What powers this activity is the transformation of frozen material from solid ice to gas, a process called sublimation. As the comet approaches the sun and becomes heated, different gases stream from the nucleus, carrying with them large quantities of dust that reflect sunlight and brighten the comet. By about two and a half times Earth’s distance from the sun (2.5 astronomical units, or AU), the comet has warmed enough that water becomes the primary gas emitted by the nucleus.
Between May 27 and 29, Swift’s Ultraviolet/Optical Telescope (UVOT) captured a sequence of images as comet Siding Spring cruised through the constellation Eridanus at a distance of about 2.46 AU (229 million miles or 368 million km) from the sun. While the UVOT cannot detect water molecules directly, it can detect light emitted by fragments formed when ultraviolet sunlight breaks up water — specifically, hydrogen atoms and hydroxyl (OH) molecules.
“Based on our observations, we calculate that at the time of the observations the comet was producing about 2 billion billion billion water molecules, equivalent to about 13 gallons or 49 liters, each second,” said team member Tony Farnham, a senior research scientist at UMCP. At this rate, comet Siding Spring could fill an Olympic-size swimming pool in about 14 hours. Impressive as it sounds, though, this is relatively modest water emission compared to other comets Swift has observed.
Based on these measurements, the team concludes that the icy nucleus of comet Siding Spring is only about 2,300 feet (700 meters) across, placing it at the lower end of a size range estimated from earlier observations by other spacecraft.

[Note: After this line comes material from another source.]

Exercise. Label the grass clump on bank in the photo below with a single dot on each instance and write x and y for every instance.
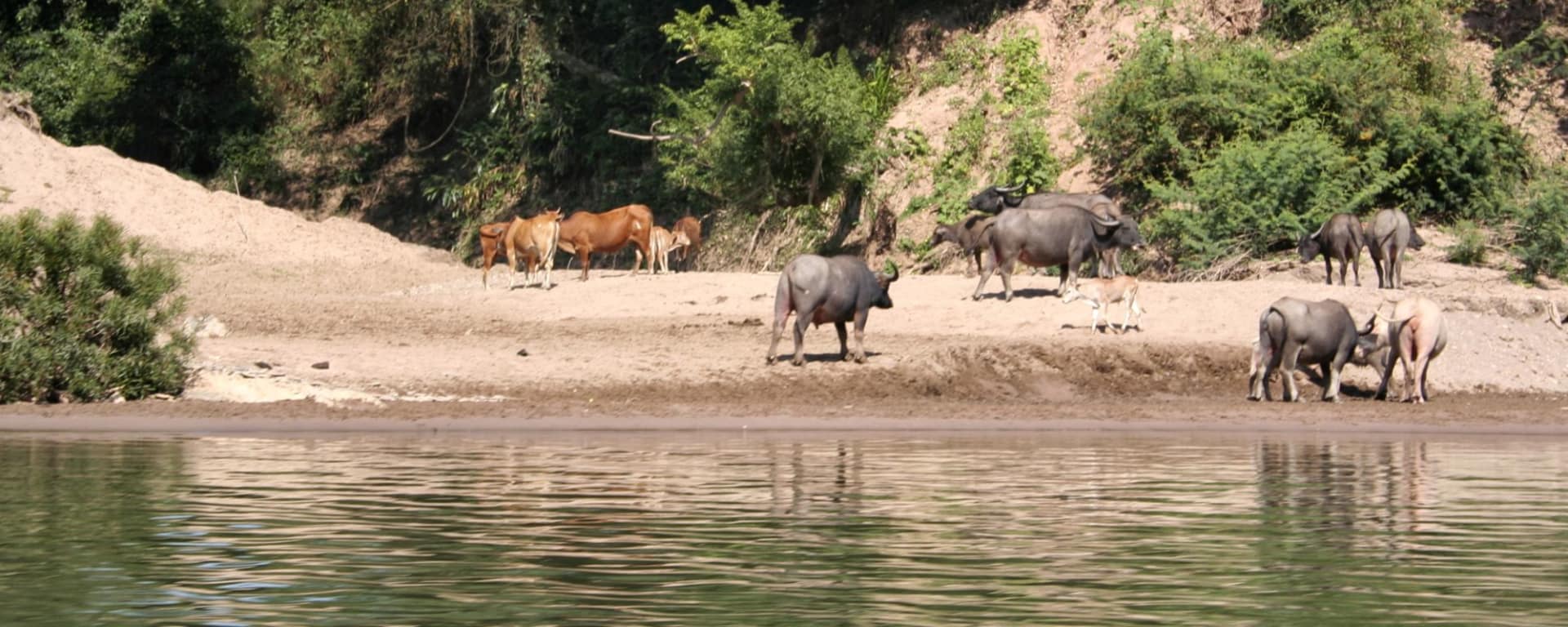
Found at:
(85, 314)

The comet makes its closest approach to Mars on Oct. 19, passing just 86,000 miles (138,000 km) from the Red Planet — so close that gas and dust in the outermost reaches of the comet’s atmosphere, or coma, will interact with the atmosphere of Mars.
For comparison, the closest recorded Earth approach by a comet was by the now-defunct comet Lexell, which on July 1, 1770, swept to within 1.4 million miles (2.3 million km) or about six times farther than the moon. During its Mars flyby, comet Siding Spring will pass more than 16 times closer than this.
Scientists have established that the comet poses no danger to spacecraft now in orbit around Mars. These missions will be pressed into service as a provisional comet observation fleet to take advantage of this unprecedented opportunity.
The Swift observations are part of a larger study to investigate the activity and evolution of new comets, which show distinct brightening characteristics as they approach the sun not seen in other comets. Bodewits and his colleagues single out comets that can be observed by Swift at distances where water has not yet become the primary gas and repeatedly observe them as they course through the inner solar system. This systematic study will help astronomers better understand how comet activity changes with repeated solar heating.